The thefts came to light when just one US computer was seized in the US. It contained personal details from 2,300 computers in the UK. Amongst the details were credit card numbers, email addresses, passwords and details of transactions conducted online.
The Met is now trying to identify and contact everyone affected by the scam. "The information has been harvested from the computers by a type of malicious code known as a back door," said a statement from the Met's Computer Crime Unit.
"It is too early to establish at this early stage how the computers have been infected. However, there are thousands of computer users worldwide who have had their computers compromised and data stolen," said the statement.
The Met has emailed everyone whose data has been stolen, but is said to be worried because some users clearly think that the emails are a hoax.

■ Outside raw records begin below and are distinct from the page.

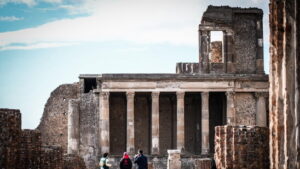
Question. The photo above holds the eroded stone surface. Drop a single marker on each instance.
(53, 125)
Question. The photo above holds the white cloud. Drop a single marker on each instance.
(140, 21)
(29, 3)
(10, 18)
(35, 46)
(26, 2)
(136, 21)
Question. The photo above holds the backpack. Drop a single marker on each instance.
(126, 163)
(103, 163)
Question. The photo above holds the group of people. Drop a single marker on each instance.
(139, 159)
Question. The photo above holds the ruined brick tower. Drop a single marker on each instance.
(158, 112)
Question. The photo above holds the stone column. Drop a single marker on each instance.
(261, 111)
(130, 122)
(205, 123)
(104, 122)
(230, 108)
(180, 120)
(174, 159)
(228, 51)
(155, 123)
(73, 127)
(204, 42)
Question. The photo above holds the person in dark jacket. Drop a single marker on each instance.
(125, 162)
(140, 160)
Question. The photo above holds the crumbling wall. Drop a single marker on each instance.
(89, 106)
(241, 147)
(245, 42)
(284, 84)
(51, 157)
(10, 129)
(53, 125)
(30, 150)
(167, 122)
(215, 55)
(72, 161)
(142, 117)
(187, 68)
(117, 122)
(245, 109)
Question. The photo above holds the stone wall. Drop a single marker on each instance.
(72, 161)
(241, 147)
(30, 149)
(89, 106)
(245, 42)
(192, 117)
(284, 84)
(215, 54)
(242, 40)
(142, 121)
(187, 68)
(167, 122)
(10, 130)
(245, 109)
(53, 125)
(117, 123)
(22, 149)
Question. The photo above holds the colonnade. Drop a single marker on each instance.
(104, 131)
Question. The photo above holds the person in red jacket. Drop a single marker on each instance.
(125, 162)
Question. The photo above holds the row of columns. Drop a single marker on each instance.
(104, 135)
(104, 122)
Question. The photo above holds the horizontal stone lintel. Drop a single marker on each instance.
(184, 86)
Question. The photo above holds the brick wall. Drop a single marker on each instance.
(241, 147)
(73, 162)
(30, 149)
(10, 122)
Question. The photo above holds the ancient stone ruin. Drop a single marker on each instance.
(214, 109)
(23, 149)
(160, 112)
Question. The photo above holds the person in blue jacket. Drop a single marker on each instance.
(140, 160)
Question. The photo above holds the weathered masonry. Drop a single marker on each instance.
(158, 112)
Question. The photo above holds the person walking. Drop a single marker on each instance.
(125, 162)
(140, 160)
(104, 164)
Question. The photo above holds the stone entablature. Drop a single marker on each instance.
(241, 92)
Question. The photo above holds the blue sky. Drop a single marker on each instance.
(45, 43)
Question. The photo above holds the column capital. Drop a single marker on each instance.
(261, 94)
(155, 94)
(204, 32)
(180, 95)
(205, 94)
(130, 95)
(105, 95)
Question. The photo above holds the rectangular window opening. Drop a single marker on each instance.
(216, 47)
(89, 84)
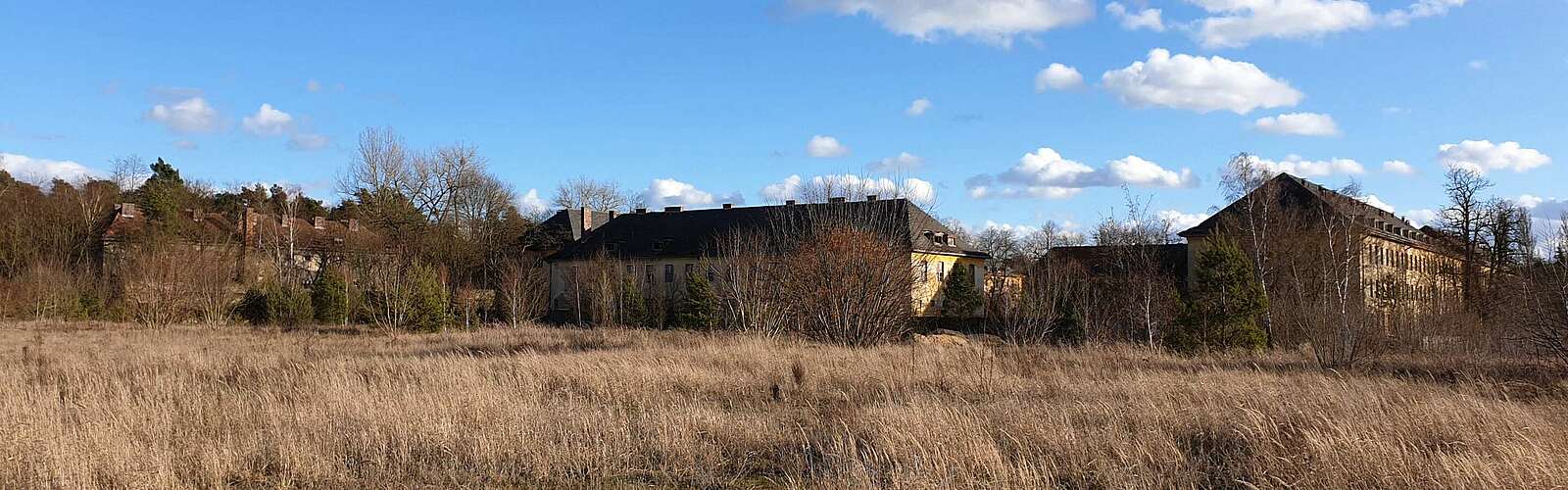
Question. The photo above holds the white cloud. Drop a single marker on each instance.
(1045, 173)
(671, 192)
(1423, 217)
(1377, 203)
(1484, 156)
(1238, 23)
(902, 162)
(1300, 167)
(532, 205)
(1181, 220)
(849, 185)
(1421, 8)
(996, 23)
(43, 170)
(1301, 124)
(187, 117)
(308, 142)
(1399, 167)
(1199, 83)
(1149, 18)
(1057, 75)
(267, 122)
(825, 148)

The force is urging people to get in touch with the Met if they have received one of the emails.
Home computer crime is a growing problem. A recent report from anti-virus firm Symantec claimed that hackers and online criminals are increasingly turning their attention away from well-protected corporate networks and towards less secure home computers. The company estimates that 86% of attacks are aimed at home computers.
A just-finished BBC experiment has found that home computers are attacked as much as 50 times in one night. The BBC set up a 'honey trap' test PC and logged the attacks by hackers that it suffered.
It found that a home PC suffers at least an attack an hour, one of which was an attempt to take control of a computer and turn it into a 'zombie pc'.